[Mis à jour le 26/02/2026] Jeudi 26 février 2026, un accord a été trouvé entre plusieurs organisations syndicales et le patronat concernant les nouvelles règles de l’assurance chômage, incluant des mesures sur la rupture conventionnelle. Quels seront les changements pour la rupture conventionnelle et le chômage en cas de réforme ? On vous explique.
L’accord prévoit l’extension du mécanisme de dégressivité pour les ruptures conventionnelles. Cela signifie qu’après une rupture conventionnelle, les indemnités versées par France Travail commenceraient à diminuer après une certaine période.
Le projet propose donc un durcissement de cette dégressivité pour pousser à un retour plus rapide à l’emploi. Les allocataires dont le salaire mensuel brut dépassait 2 000 € verraient leur allocation diminuer de 30 % à partir du 7ᵉ mois, quel que soit leur âge. Actuellement, cette baisse ne concerne que les moins de 55 ans ayant un salaire brut supérieur à 4 940 € par mois. Ils seraient donc les principaux touchés.
Selon le projet d’accord conclu entre le patronat et deux organisations syndicales, en cas de rupture conventionnelle, la durée d’indemnisation au chômage serait réduite à 15 mois (contre 18 mois actuellement) pour les moins de 55 ans et à 20,5 mois pour les plus de 55 ans.

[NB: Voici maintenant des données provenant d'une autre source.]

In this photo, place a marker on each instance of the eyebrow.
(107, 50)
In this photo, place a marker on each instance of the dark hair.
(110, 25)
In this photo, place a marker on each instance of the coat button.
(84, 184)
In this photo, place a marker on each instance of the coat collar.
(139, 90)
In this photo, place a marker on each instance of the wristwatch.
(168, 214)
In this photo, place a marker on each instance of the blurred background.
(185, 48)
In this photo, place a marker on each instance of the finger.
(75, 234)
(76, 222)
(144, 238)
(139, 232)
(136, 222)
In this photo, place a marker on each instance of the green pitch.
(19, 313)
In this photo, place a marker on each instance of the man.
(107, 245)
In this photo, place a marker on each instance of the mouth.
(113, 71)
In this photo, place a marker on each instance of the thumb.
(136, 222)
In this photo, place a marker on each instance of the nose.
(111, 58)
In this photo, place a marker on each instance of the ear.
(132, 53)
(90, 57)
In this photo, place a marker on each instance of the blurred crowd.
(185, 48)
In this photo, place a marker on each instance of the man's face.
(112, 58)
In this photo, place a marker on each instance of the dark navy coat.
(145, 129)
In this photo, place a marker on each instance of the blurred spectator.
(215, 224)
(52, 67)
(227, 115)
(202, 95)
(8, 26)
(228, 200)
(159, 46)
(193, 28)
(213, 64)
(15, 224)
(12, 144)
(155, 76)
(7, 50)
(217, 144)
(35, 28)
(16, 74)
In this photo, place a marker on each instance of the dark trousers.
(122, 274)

Les autres règles, comme la durée minimale de travail ou la période de référence d’affiliation (PRA), ne changeraient pas.
En cas d’accord entre les syndicats et le patronat, l’une des trois tranches d’âge actuelles serait supprimée pour les personnes ayant signé une rupture conventionnelle avec leur ancien employeur. Aujourd’hui, la durée d’indemnisation varie selon l’âge : jusqu’à 18 mois pour les moins de 55 ans, 22,5 mois pour les 55-56 ans et 27 mois pour les 57 ans et plus. Il n’y a cependant pas de précision sur quelle tranche d’âge serait supprimée.

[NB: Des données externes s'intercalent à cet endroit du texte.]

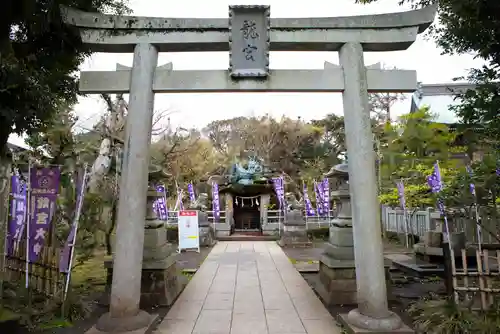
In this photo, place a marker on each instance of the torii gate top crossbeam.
(383, 32)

Oui, en 2026 une rupture conventionnelle homologuée donne toujours droit aux allocations chômage, si vous remplissez les conditions habituelles. L’accord vise notamment à limiter certains usages, par exemple en allongeant certains délais, sans supprimer le droit au chômage.
Vous pouvez calculer votre chômage après une rupture conventionnelle en utilisant le simulateur Mes Allocs. En 2 minutes, vous pourrez calculer le montant d’ARE que vous pouvez toucher si vous allez quitter votre entreprise ou si c’est déjà fait.

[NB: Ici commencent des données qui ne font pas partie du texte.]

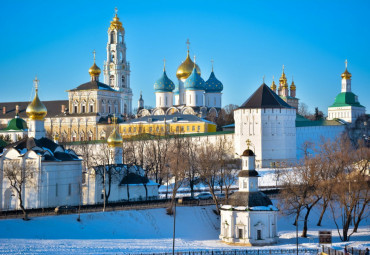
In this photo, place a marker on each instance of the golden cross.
(188, 43)
(94, 55)
(248, 143)
(36, 82)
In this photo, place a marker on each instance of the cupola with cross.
(116, 67)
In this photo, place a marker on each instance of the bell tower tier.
(116, 67)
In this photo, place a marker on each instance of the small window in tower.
(259, 234)
(111, 80)
(240, 233)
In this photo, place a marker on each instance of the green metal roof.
(304, 122)
(346, 99)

Les principaux concernés par les changements prévus en 2026 sont les salariés souhaitant une sortie négociée et les employeurs, avec un risque de réduction des accords. Ces évolutions pourraient ralentir la mobilité sur le marché du travail, malgré un chômage faible.
La réforme de l’assurance chômage prévoit plusieurs mesures visant à réduire le coût de la rupture conventionnelle, car le gouvernement veut économiser 400 millions d’euros par an. Ce dispositif est jugé coûteux (9,4 milliards d’euros en 2024) et parfois utilisé de façon détournée, avec des accords entre employeur et salarié pour éviter une démission. Avec plus de 515 000 ruptures par an, il représente une dépense importante pour les finances publiques, malgré un niveau de chômage bas. L’idée serait donc de durcir les règles pour réduire ces coûts.
La Confédération française des travailleurs chrétiens (CFTC) a soutenu dans l’accord plusieurs mesures visant à limiter les abus liés aux ruptures conventionnelles, tout en visant les 400 millions d’euros d’économies demandés par le gouvernement :
Ces mesures ciblent des usages excessifs, rares mais coûteux, et sont présentées comme plus justes et responsables par les représentants de la CFTC.